Do you believe in the reign of God? Tomorrow many Churches will celebrate Christ the King Sunday. Maybe they will sing a hymn such as "Jesus Shall Reign" Consider the opening lines of this Isaac Watts hymn:
Jesus shall reign where 'er the sun
does its successive journeys run;
his love shall spread from shore to shore
till moons shall wax no more.
The hymn holds out the promise of Jesus' ultimate reign, a view that is underlined in Ephesians 1, the text I shall use for tomorrow's sermon.
20 God’s power was at work in Christ when God raised him from the dead and sat him at God’s right side in the heavens, 21 far above every ruler and authority and power and angelic power, any power that might be named not only now but in the future. 22 God put everything under Christ’s feet and made him head of everything in the church, 23 which is his body. His body, the church, is the fullness of Christ, who fills everything in every way. (Eph. 1:20-21 CEB)
But the question before us is this: Must we wait for "Judgment Day" to see signs of the reign of God in our world? As I contemplate this question I'm in the midst of reading another book on Missional Christianity. This time I'm reading Michael Frost's Road to Missional, The: Journey to the Center of the Church (Shapevine) (Baker, 2011). I'm not finished reading the book, so I'm not ready to write a review, but I'd like to use something from the book to get the conversation going.
The reign of God through Christ is a present reality but also an unfolding one. Heaven overlaps with earth. God's reign is complete. Jesus is Lord. These are irrefutable, nonnegotiable, universal truths, but they are truths we perceive only partially. Their full reality is still mysterious to us. (Frost, p. 103).
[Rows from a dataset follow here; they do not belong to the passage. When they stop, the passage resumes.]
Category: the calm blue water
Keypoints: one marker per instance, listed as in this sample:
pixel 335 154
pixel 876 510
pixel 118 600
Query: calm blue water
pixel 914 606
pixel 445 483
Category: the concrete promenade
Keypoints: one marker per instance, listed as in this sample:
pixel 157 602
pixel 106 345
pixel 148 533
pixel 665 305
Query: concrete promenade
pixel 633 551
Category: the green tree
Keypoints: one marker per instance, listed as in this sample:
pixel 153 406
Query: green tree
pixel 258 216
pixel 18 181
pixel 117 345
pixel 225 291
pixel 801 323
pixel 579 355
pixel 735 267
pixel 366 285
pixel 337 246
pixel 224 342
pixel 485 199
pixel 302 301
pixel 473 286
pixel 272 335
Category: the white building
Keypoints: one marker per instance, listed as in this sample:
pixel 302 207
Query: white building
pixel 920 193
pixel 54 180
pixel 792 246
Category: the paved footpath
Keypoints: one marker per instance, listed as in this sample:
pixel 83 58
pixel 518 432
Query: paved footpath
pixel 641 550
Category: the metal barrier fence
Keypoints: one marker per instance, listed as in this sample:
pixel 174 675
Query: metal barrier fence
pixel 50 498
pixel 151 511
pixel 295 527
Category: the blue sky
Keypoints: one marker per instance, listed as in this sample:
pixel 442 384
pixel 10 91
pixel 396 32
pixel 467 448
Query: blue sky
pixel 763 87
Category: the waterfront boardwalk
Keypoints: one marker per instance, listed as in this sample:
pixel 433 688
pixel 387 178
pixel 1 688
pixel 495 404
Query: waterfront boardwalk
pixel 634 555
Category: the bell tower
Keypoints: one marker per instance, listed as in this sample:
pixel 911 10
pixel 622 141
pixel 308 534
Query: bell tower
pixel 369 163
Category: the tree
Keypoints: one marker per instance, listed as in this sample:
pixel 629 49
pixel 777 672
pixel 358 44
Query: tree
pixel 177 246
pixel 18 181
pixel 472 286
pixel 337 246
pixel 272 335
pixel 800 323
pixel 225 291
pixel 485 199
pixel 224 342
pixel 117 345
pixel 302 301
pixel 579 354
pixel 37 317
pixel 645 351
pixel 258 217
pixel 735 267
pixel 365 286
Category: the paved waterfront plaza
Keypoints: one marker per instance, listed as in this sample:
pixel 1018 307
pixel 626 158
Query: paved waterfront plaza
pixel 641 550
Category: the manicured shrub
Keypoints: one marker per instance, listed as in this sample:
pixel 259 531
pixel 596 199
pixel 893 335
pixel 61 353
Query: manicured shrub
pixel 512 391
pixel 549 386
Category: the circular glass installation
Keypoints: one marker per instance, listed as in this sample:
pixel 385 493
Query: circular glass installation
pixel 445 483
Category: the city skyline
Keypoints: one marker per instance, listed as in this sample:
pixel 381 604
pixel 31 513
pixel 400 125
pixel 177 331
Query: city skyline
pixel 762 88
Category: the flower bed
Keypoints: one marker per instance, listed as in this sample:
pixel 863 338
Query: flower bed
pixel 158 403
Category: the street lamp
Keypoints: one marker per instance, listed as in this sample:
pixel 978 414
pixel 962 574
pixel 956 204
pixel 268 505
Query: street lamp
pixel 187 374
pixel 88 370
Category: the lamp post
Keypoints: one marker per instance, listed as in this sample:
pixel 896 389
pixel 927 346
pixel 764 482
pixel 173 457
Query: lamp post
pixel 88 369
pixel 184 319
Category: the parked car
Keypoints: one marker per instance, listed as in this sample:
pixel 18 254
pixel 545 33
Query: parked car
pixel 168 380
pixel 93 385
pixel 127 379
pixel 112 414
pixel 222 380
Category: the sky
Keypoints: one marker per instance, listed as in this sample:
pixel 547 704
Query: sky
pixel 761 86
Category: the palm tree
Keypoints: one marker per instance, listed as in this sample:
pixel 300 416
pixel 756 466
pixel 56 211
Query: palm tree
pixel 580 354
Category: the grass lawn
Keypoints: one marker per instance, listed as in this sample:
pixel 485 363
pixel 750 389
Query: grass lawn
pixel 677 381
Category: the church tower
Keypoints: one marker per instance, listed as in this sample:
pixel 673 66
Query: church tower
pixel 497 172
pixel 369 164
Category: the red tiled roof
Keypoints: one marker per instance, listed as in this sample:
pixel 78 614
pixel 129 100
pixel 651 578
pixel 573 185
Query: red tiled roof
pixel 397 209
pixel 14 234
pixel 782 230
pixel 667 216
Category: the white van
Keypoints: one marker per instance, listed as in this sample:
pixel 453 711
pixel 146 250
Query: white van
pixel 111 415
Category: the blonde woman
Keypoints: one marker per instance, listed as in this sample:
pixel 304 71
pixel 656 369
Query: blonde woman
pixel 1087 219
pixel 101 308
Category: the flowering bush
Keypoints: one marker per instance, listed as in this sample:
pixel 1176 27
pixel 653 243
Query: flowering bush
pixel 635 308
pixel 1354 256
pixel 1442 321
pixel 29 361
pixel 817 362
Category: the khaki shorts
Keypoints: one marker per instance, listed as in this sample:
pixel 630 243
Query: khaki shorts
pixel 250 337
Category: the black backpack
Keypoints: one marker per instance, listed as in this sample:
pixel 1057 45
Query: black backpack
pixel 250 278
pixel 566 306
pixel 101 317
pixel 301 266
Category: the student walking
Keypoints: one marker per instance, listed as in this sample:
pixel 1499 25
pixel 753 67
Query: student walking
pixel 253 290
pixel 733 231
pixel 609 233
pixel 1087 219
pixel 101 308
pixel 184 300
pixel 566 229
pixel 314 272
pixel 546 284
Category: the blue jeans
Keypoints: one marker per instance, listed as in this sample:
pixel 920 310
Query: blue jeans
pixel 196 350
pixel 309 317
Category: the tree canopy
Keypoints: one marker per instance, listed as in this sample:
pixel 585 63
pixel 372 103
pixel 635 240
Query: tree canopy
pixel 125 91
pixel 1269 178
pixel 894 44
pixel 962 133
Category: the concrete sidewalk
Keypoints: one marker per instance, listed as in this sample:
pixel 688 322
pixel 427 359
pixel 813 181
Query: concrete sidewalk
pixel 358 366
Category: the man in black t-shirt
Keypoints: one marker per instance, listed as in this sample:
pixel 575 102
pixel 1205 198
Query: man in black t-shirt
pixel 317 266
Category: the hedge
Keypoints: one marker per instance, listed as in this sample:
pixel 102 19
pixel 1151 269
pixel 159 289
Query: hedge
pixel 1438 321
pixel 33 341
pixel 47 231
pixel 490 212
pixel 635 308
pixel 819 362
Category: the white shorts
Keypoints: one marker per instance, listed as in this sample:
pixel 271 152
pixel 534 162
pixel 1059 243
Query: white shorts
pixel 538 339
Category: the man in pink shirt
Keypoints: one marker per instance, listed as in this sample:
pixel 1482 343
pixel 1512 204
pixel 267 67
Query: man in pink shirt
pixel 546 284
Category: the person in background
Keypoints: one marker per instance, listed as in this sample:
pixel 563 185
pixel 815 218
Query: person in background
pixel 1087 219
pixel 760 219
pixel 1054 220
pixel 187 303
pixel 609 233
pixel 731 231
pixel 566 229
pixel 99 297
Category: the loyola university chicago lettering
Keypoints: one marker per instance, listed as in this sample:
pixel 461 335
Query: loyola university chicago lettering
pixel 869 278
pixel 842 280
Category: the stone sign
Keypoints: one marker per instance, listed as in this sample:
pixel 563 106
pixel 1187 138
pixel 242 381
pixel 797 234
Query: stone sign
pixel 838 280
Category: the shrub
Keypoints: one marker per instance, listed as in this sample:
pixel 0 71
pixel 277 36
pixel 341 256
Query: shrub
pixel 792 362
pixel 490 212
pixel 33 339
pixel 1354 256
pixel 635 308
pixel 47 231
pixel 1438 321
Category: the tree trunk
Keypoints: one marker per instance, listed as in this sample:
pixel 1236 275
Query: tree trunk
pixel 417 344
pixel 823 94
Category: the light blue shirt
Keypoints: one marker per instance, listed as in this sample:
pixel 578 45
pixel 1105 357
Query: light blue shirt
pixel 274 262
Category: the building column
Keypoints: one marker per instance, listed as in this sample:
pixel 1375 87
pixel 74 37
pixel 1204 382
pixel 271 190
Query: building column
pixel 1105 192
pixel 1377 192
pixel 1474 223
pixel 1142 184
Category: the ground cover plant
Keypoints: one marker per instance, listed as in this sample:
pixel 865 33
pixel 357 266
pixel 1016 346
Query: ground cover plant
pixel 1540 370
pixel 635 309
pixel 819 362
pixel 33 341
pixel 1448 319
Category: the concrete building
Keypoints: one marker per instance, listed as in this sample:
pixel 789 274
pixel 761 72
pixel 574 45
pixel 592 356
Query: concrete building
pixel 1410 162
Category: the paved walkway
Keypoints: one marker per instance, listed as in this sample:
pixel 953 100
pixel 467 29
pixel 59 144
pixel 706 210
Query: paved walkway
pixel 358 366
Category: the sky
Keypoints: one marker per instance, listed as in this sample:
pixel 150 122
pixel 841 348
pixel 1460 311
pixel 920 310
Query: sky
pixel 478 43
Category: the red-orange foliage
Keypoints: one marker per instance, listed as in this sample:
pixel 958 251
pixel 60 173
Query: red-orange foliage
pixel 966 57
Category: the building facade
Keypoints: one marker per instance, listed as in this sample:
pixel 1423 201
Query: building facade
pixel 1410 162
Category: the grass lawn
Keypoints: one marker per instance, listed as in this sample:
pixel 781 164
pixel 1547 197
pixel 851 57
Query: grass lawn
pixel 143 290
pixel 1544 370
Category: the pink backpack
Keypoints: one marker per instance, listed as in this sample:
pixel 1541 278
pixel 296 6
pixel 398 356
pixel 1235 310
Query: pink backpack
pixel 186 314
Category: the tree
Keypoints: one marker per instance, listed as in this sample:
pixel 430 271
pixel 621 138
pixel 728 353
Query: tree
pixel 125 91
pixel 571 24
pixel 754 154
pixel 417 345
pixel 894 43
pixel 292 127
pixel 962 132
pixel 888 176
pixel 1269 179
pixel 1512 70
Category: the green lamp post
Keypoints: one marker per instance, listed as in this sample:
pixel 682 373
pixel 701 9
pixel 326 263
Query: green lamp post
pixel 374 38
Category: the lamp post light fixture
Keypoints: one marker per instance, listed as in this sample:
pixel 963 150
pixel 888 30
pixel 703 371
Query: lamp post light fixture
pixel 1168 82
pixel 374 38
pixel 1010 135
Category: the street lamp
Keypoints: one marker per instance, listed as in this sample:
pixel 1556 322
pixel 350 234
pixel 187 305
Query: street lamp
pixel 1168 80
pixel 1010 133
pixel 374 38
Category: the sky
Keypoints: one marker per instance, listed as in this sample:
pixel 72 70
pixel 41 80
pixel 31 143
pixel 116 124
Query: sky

One might find some discomfort with the certainty expressed about the truths declared, but the point being made is that the reign of God is present here and now, and elsewhere Frost asserts that the missional calling is to alert the world to this fact. But, then the question is -- what does this look like? And Frost suggests that following N.T. Wright, we should see several things occurring -- 1) restoration of relationships; 2) reestablishment of justice; 3) rediscovery of beauty. The point he makes is that God is already at work bringing this to pass, and we are invited to participate in this work. The question thus is not -- is God on our side, but are we on God's side?
So, as we move toward the observance of Christ the King Sunday, where do we see signs of God's reign in Christ in the hear and now? Where do we see relationships being restored? Where do we see justice being established? Where do we see beauty being discovered or created?